-
-
Notifications
You must be signed in to change notification settings - Fork 0
Architecture Namespace Sharding
Problem: Spector's per-user file isolation stores each namespace as a separate directory. At >50K namespaces, flat directory listing becomes an O(N) bottleneck on all filesystems. This design adds hash-based directory sharding and a lazy migration pipeline to scale namespace discovery.
graph LR
subgraph "Flat Layout (≤50K)"
F1["namespaces/agent-alpha/"]
F2["namespaces/agent-beta/"]
F3["namespaces/agent-gamma/"]
end
subgraph "Sharded Layout (>50K)"
S1["namespaces/a3/f7/agent-alpha/"]
S2["namespaces/b2/1c/agent-beta/"]
S3["namespaces/d1/e8/agent-gamma/"]
end
F1 -.->|"FlatToShardedMigrator"| S1
Key decisions:
- SHA-256 hash of the namespace ID provides uniform distribution
- 2-level directory hierarchy (256 × 256 = 65,536 buckets)

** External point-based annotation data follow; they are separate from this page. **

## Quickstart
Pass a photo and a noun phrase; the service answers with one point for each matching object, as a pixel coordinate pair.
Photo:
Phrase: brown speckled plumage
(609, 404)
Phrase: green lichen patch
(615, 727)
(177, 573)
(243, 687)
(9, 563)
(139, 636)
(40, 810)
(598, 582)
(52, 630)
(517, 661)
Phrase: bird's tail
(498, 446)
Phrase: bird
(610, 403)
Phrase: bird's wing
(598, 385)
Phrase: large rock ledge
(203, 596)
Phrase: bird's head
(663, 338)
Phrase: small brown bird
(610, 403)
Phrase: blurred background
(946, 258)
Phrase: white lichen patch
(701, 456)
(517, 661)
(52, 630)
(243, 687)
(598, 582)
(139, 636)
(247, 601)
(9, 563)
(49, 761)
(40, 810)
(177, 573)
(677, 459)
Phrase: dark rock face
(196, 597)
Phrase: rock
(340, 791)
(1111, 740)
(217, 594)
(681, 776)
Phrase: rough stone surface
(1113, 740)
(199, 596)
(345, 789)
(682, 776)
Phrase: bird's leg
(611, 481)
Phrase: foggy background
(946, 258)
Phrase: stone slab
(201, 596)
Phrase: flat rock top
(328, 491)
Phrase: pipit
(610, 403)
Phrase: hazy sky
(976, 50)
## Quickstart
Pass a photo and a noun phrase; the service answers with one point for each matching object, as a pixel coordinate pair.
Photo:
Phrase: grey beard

- Each bucket holds ~15 entries even at 1M namespaces
- Migration is in-place and non-disruptive (flat directories remain accessible during transition)
The StorageLayout class provides two path resolvers:
| Method | Layout | Example |
|---|---|---|
namespaceDir(base, id) |
Flat | namespaces/agent-alpha/ |
namespaceDirSharded(base, id) |
Sharded | namespaces/a3/f7/agent-alpha/ |
tenantNamespaceDirSharded(base, tenant, ns) |
Tenant-scoped | namespaces/xx/yy/acme-corp/agent-alpha/ |
The shard path is derived from the first 4 hex characters of SHA-256(namespaceId):
SHA-256("agent-alpha") → "a3f7e2b1..."
↓ ↓
L1 L2
Path: namespaces/a3/f7/agent-alpha/
- L1 bucket: Characters 0-1 (256 possibilities)
- L2 bucket: Characters 2-3 (256 possibilities)
- Total buckets: 65,536
For tenant-scoped namespaces, the hash is derived from the tenant ID (not the namespace ID), ensuring all namespaces for a tenant are colocated:
SHA-256("acme-corp") → "xx yy ..."
Path: namespaces/xx/yy/acme-corp/agent-alpha/
Path: namespaces/xx/yy/acme-corp/user-alice/
| Namespaces | Flat Dir Entries | Sharded Max per Bucket |
|---|---|---|
| 1,000 | 1,000 | ~1 |
| 50,000 | 50,000 | ~1 |
| 500,000 | 500,000 | ~8 |
| 1,000,000 | 1,000,000 | ~15 |
The SpectorNamespaceManager discovers namespaces at startup using one of two strategies:
Scan: namespaces/*/namespace.json
Complexity: O(N) — single directory listing
Scan: namespaces/XX/YY/*/namespace.json
Complexity: O(N) — but each directory listing is O(1) since buckets are small
flowchart TD
START["SpectorNamespaceManager(basePath, sharded=true)"]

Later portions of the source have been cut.